Your `work_fn` will be called once per job that you added with `addJob()`. It depends on promise resolution to know when the job is done, so make sure you return a promise!
Oxen will save the return of `work_fn` in the `result` field of the table.
If your jobs return large results, we recommend saving your actual result somewhere else in your infrastructure, and to return a small debugging marker such as "ok" or even `null` or `undefined`. This will keep the Oxen table from growing unnecessarily large.
If for any reason you want to stop processing jobs (for example, in the event of a graceful shutdown), call `ox.stopProcessing()`
All options that can be used with `process()`:
| option | required? | default | type | description |
| ------------------ | --------- | ------- | -------------- | --------------------------------------------------------------------------------------------------------------------------------------------------------------------------------------------------------------------------------------------------------------------------------------------------------------------------------------- |
| work_fn | required | N/A | Async Function | Your work function. It only takes one argument (here `job_body`), which is the body defined in `addJob()`. It must return a `Promise`. |
| concurrency | optional | 3 | Int | The number of jobs that Oxen will run at the same time. Higher numbers here allow Oxen to batch job fetches, increasing throughput. |
| timeout | optional | 60 | Int (seconds) | Jobs that don't return before the timeout elapses will be marked as failed. |
| recover_stuck_jobs | optional | true | Bool | If the process running Oxen is killed while jobs are still processing, jobs can get "stuck" in a processing state where Oxen no longer tries to run them. If `recover_stuck_jobs` is `true`, Oxen will check for stuck jobs every minute and put them back in a queued state. If it isn't safe to run a job twice, set this to `false`. |
### Performance
A few notes about Oxen's Performance.
* **important** Jobs are never removed from your database. It's up to you to clean them up when you no longer need their results or failure stacktraces. If you don't do this, your Oxen table may become very large! Even when very large (100GB+) it will still perform fine, but it becomes difficult to manually query anything that hasn't been carefully indexed.
* Assuming instantaneously-finishing jobs, the max throughput of Oxen depends on your `concurrency` and `fastest_polling_rate`. Since Oxen batches job fetches with a size of `concurrency`, an instance polling 10 times per second with a `concurrency` of 3 will at the maximum run 30 jobs per second. That said, if your jobs are so quick that you're limited by Oxen itself, Oxen may not be right for you.
* Oxen will never query for another set of jobs if the previous query still hasn't returned. Nor will it try to query any more jobs if the there aren't any available `concurrency` slots. This means that you can set a very aggressive `fastest_polling_rate` without hobbling your database -- a `fastest_polling_rate` of 2ms will never actually poll every 2ms, since mysql just doesn't query that fast!

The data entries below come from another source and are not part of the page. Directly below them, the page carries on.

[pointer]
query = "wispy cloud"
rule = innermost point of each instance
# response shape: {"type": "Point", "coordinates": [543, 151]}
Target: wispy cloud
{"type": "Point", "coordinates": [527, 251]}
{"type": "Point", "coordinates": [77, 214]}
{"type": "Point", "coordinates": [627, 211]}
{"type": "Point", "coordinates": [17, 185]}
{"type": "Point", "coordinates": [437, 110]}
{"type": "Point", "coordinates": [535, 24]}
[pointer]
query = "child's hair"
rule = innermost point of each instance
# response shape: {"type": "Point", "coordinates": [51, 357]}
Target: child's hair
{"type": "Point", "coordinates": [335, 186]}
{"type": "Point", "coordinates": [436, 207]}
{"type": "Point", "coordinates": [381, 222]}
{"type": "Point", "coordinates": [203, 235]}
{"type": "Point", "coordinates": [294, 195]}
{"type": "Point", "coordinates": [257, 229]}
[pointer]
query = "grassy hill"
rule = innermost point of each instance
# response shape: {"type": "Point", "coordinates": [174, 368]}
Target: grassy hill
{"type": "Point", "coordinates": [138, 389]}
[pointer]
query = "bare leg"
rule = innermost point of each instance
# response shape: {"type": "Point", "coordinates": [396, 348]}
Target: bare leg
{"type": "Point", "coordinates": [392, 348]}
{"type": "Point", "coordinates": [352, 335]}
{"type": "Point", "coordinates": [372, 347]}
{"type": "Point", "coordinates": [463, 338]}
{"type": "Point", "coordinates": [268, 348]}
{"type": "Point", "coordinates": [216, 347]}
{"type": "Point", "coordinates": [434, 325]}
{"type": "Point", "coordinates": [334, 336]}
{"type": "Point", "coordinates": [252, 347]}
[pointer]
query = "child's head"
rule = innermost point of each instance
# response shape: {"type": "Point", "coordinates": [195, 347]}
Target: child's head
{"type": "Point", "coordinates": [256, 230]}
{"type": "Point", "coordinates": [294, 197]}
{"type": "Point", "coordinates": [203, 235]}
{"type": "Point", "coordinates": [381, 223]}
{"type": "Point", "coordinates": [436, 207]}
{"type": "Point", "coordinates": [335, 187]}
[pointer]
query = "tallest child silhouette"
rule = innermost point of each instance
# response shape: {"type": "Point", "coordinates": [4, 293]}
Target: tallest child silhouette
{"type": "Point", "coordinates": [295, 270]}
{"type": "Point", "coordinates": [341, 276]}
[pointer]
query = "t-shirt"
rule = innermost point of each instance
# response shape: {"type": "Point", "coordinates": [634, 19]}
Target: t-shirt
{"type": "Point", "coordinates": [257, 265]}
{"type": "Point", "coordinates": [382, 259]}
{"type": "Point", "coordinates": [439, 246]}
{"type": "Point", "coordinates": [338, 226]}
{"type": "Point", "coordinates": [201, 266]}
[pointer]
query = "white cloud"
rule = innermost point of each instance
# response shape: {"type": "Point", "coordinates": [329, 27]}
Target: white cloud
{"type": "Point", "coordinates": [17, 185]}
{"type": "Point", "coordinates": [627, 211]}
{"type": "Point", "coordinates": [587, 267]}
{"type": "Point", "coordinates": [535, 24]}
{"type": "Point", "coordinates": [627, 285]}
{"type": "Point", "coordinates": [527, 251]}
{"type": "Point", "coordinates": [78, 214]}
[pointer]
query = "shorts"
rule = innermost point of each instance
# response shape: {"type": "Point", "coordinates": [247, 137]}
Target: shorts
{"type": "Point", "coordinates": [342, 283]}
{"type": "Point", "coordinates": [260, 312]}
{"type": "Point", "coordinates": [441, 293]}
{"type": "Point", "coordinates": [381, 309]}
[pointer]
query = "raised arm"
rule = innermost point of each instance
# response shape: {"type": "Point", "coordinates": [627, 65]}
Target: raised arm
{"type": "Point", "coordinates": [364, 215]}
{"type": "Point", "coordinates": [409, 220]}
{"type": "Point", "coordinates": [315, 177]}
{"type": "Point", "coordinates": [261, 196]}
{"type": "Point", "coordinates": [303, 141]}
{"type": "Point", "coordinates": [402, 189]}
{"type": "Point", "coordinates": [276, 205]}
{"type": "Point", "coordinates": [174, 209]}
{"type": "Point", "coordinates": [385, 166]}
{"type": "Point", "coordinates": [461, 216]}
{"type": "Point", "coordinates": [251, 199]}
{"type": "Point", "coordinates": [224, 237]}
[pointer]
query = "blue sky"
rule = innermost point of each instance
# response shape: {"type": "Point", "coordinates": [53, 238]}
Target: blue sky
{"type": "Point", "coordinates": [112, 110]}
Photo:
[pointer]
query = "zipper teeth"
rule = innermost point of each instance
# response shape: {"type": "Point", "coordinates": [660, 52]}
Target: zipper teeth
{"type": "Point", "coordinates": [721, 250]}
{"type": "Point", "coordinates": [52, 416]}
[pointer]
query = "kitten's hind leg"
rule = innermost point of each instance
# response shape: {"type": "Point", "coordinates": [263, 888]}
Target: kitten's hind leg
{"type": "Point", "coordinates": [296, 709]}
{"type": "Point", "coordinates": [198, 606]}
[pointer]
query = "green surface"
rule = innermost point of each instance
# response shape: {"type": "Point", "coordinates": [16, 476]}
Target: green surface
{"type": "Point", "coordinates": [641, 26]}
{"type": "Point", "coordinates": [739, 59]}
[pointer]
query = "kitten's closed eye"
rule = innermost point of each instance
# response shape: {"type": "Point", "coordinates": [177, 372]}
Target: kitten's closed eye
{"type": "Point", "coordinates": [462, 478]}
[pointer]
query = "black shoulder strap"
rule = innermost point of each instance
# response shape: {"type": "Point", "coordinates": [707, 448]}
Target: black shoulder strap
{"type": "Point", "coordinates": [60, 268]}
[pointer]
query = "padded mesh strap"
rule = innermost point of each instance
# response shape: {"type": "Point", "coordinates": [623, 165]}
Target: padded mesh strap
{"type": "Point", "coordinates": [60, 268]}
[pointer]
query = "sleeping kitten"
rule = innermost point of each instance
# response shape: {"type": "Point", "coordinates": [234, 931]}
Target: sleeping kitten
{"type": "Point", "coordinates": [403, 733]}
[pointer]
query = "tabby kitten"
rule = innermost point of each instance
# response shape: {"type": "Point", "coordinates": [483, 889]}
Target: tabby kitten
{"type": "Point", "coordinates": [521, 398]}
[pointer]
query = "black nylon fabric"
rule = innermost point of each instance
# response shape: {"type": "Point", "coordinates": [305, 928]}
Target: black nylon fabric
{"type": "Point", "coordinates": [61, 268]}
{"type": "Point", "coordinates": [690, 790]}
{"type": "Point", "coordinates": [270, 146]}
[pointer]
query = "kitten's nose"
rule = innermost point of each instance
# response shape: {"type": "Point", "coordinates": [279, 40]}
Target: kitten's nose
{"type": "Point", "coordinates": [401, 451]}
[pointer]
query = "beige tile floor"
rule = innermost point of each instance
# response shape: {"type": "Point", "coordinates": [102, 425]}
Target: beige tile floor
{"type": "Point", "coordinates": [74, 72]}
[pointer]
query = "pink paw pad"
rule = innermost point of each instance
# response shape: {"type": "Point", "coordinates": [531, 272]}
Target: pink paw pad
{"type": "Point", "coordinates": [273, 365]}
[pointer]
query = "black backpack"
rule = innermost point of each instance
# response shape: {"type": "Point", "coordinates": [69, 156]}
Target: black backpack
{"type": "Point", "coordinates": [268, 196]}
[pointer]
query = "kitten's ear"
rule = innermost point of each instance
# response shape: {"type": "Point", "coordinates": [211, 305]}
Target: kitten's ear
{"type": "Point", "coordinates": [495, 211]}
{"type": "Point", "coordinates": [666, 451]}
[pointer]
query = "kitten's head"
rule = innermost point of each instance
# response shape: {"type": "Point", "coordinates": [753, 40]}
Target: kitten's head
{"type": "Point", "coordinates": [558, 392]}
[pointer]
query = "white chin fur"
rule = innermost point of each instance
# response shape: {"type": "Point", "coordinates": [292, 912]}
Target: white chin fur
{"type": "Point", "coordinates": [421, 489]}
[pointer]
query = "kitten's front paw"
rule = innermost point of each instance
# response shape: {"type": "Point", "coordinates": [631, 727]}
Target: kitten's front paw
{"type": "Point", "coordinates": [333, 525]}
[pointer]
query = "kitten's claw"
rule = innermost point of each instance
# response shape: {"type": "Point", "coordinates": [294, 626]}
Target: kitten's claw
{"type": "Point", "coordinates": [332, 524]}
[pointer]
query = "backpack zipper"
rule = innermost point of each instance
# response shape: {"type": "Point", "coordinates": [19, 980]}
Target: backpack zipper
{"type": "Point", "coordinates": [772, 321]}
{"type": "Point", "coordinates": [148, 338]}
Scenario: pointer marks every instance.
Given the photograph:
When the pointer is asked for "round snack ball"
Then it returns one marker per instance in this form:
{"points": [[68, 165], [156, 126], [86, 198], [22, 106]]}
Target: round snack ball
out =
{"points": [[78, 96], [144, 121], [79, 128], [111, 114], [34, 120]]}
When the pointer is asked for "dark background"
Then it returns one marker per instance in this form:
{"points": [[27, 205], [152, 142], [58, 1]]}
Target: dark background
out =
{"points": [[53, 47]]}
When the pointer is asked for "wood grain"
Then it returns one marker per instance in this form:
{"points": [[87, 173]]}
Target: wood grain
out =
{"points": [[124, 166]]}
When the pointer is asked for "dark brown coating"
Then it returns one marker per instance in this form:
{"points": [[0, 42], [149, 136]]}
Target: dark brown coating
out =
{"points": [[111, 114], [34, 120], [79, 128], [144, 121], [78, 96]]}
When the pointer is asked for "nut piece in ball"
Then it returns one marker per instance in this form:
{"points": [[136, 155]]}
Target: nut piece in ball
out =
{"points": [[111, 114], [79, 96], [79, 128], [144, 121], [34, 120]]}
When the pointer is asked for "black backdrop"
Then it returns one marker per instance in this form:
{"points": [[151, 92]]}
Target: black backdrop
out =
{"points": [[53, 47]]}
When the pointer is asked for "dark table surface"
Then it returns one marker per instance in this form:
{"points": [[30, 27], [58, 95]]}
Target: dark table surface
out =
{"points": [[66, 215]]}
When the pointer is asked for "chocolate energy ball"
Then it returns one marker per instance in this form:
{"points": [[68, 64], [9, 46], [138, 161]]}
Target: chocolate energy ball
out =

* Thanks to the `polling_backoff_rate`, queues without any jobs will quickly go back to their `slowest_polling_rate`. At at `slowest_polling_rate` of `10000`, Oxen will only query your database every 10 seconds. This means that after a period of inactivity, Oxen may take up to 10 seconds to start any new jobs that are added.
### Internals
A big part of Oxen's appeal is that you can query it for your own uses. At the minimum, you'll probably want to query jobs for their **results** or **failure** messages.
In more advanced cases, you may want to add [custom fields](#extra-fields) so that Oxen can be more tightly integrated into the rest of your application.
#### Data Storage
For your reference, here's the minimum schema of the table that Oxen uses:
```sql
CREATE TABLE `oxen_queue` (
`id` bigint(20) unsigned NOT NULL AUTO_INCREMENT,
`batch_id` bigint(20) unsigned DEFAULT NULL,
`job_type` varchar(200) NOT NULL,
`created_ts` datetime DEFAULT CURRENT_TIMESTAMP,
`started_ts` datetime DEFAULT NULL,
`body` varchar(1000) DEFAULT NULL,
`status` varchar(100) NOT NULL DEFAULT 'waiting',
`result` mediumtext,
`recovered` tinyint(1) NOT NULL DEFAULT '0',
`running_time` smallint(5) unsigned DEFAULT NULL,
`unique_key` int(11) unsigned DEFAULT NULL,
`priority` bigint(20) DEFAULT NULL,
PRIMARY KEY (`id`),
UNIQUE KEY `unique_key` (`unique_key`),
KEY `created_ts` (`created_ts`),
KEY `status` (`status`),
KEY `locking_update_v2` (`job_type`,`batch_id`,`status`,`priority`),
KEY `next_jobs_select` (`batch_id`,`priority`),
KEY `started_ts` (`started_ts`,`job_type`,`status`)
) ENGINE=InnoDB DEFAULT CHARSET=utf8;
```
Here's what the fields mean:
* **`id`** the job ID.
* **`batch_id`** used to avoid race conditions when running Oxen on independent Node.js processes.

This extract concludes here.